BEIRUT - A Syrian attorney general has appeared on video declaring his resignation to protest President Bashar Assad's crackdown on a 5-month-old uprising, saying security forces killed hundreds of people in the restive city of Hama and arrested thousands of "peaceful protesters."

The video of Adnan Bakkour, attorney general for the central Hama province, appeared to show a high-ranking defection from the embattled regime. The state-run news agency said Thursday that "terrorists" had kidnapped Bakkour and forced him to make the recording, although Bakkour denied that in a second video.

In the first video, Bakkour says security forces killed 72 prisoners on July 31 and another 420 people during a military siege on Hama, the main city in the province of the same name, in August. He said Interior Minister Mohammed Shaar directed the offensive and said Syrian officials instructed him to blame gangs and gunmen for the killings.

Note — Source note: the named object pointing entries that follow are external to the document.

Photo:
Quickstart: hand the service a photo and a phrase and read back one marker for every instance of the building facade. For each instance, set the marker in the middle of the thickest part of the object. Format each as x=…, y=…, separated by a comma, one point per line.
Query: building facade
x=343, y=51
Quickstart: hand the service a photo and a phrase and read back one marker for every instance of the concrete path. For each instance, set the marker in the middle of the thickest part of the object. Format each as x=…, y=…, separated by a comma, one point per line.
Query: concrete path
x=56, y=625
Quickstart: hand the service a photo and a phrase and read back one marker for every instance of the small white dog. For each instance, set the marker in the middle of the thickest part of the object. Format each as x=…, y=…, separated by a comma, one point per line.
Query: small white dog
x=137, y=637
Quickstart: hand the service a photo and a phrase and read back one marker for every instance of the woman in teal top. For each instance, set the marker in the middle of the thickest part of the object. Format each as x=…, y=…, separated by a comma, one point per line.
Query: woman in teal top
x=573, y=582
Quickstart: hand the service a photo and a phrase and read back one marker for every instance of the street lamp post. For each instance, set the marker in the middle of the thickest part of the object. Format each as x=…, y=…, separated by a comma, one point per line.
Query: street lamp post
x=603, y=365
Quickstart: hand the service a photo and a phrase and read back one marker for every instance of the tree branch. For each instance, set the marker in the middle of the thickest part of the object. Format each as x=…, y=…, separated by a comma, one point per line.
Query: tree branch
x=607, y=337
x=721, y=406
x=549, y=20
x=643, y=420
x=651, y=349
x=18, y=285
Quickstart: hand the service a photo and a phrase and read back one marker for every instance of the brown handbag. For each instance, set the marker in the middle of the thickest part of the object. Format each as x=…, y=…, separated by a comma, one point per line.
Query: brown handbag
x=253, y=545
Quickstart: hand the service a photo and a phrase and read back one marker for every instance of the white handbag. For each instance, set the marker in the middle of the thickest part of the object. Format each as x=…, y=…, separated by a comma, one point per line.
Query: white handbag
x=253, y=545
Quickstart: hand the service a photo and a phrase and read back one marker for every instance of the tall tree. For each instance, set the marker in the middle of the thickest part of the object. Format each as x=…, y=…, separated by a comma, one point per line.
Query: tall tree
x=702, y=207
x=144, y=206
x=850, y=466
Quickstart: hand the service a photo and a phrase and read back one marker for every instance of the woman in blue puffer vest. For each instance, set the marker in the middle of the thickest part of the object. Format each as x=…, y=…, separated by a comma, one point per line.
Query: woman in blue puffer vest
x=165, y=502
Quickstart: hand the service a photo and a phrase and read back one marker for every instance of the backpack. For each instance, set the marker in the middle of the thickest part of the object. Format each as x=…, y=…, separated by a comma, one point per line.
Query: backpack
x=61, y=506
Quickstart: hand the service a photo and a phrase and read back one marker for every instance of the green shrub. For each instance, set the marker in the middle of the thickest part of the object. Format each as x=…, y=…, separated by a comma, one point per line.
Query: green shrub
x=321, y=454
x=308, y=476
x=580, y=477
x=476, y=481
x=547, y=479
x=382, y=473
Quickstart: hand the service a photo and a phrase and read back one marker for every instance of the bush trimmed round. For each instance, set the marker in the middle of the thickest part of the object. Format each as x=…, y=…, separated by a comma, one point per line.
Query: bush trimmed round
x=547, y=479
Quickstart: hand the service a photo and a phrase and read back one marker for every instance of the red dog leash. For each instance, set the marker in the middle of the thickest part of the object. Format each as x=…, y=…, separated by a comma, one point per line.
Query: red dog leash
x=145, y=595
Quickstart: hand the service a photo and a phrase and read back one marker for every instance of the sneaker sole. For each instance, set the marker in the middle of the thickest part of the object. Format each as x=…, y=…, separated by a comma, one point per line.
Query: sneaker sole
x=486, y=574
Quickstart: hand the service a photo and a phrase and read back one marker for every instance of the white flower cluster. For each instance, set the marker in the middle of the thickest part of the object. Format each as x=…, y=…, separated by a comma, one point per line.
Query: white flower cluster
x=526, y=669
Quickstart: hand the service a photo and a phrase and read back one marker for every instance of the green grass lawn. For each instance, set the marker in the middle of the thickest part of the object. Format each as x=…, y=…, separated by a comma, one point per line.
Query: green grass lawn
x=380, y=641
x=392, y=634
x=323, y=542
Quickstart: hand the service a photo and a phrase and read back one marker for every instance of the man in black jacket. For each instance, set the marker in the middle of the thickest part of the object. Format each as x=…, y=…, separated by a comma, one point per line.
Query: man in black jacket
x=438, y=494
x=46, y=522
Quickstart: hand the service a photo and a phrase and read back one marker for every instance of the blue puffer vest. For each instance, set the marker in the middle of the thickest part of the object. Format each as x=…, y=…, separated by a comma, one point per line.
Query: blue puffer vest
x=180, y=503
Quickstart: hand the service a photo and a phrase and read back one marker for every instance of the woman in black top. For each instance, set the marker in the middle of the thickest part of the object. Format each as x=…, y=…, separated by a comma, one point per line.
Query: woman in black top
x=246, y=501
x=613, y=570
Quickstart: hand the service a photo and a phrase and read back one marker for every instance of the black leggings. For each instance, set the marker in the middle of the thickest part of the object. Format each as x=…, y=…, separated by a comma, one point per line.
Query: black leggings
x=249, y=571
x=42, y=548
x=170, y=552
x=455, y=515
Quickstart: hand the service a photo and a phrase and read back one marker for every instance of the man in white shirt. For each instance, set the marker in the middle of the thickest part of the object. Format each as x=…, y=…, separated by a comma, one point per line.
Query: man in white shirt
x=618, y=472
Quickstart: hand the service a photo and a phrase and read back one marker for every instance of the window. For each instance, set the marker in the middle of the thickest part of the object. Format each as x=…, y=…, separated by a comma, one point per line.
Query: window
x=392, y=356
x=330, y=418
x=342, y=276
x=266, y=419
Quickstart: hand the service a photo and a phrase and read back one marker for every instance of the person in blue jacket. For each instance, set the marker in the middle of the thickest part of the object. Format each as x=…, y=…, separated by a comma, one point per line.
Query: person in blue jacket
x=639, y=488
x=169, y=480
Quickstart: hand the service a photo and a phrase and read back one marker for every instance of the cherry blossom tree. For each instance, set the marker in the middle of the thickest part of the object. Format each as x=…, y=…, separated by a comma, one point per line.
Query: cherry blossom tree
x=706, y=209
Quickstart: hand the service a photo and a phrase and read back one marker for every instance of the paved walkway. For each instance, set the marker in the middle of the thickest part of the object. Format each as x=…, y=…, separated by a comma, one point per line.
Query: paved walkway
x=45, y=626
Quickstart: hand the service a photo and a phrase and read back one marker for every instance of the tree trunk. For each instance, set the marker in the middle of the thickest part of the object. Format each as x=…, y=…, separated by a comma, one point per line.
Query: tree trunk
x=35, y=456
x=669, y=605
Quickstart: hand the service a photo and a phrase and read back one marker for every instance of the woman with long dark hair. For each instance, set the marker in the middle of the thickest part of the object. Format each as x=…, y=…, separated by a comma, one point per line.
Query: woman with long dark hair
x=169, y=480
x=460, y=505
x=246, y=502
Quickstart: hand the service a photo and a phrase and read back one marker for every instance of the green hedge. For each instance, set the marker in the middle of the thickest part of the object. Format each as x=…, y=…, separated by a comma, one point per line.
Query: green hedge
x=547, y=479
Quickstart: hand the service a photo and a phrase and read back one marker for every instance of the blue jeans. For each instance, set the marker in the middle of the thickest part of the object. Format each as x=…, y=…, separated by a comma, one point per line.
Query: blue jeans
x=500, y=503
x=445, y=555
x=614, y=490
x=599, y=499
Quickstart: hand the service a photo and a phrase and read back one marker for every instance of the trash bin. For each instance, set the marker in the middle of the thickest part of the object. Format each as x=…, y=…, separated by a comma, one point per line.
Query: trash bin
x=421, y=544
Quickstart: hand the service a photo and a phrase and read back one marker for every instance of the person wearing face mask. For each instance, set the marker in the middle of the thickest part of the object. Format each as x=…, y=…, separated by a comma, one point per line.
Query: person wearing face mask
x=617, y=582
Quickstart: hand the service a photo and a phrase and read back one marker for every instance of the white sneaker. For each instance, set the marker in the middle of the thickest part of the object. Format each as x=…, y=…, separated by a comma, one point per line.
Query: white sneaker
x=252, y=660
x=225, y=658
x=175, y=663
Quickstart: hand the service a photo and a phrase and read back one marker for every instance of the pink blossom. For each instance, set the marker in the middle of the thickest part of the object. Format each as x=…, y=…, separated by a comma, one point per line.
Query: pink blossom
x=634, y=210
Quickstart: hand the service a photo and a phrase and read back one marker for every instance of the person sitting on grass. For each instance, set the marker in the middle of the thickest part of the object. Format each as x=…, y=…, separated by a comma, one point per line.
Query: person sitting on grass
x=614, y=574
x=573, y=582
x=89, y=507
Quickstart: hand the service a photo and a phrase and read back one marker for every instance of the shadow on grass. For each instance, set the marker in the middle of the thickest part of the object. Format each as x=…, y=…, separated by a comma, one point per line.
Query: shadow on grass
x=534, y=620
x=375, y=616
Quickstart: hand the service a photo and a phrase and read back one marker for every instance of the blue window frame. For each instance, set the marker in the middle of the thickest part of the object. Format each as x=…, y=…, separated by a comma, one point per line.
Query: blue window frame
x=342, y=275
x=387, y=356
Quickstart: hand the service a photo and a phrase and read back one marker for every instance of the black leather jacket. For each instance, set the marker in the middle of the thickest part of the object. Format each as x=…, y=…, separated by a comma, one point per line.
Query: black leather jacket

"I am resigning from my position in Assad's regime and his gang," Bakkour said in the first video, looking composed in a light suit and tie, and reading from a sheets of white paper. In the second video, Bakkour denied he had been kidnapped and said he would give more details when he fled Syria soon.

"I am under the protection of the rebels and the people," he said. Both videos were posted online late Wednesday as security forces raided homes and made arrests in Hama.

Hama, a city of 800,000 people about 210 kilometres north of the capital, Damascus, was the scene of a massacre by Assad's late father and predecessor.

In 1982, Hafez Assad ordered the military to quell a rebellion by Syrian members of the conservative Muslim Brotherhood movement. Hama was sealed off and bombs dropped from above smashed swaths of the city and killed between 10,000 and 25,000 people, rights groups say.

The real number may never be known. Then, as now, reporters were not allowed to reach the area.

The Associated Press could not verify the authenticity of the Bakkour videos. Syria has banned foreign journalists and restricted local coverage, making it difficult to independently confirm events on the ground.

The United Nations estimates that 2,200 people have been killed in the crackdown on protests that erupted in mid-March. Amnesty International said this week that it believes at least 88 people, 10 of them children, have died in detention in Syria during the past five months.

The crackdown has led to international criticism and sanctions. French President Nicolas Sarkozy said Wednesday that Assad has "done the irreparable." France and its allies want the UN Security Council to impose an arms embargo and other sanctions on the Syrian regime and its supporters, but ally Russia is reluctant to go so far.

The unrest in Syria shows no sign of abating. Protesters pour into the streets every week, despite the near certainty of meeting a barrage of shells and sniper fire. But the regime is in no imminent danger of collapse, setting the stage for what could be a drawn-out and bloody stalemate.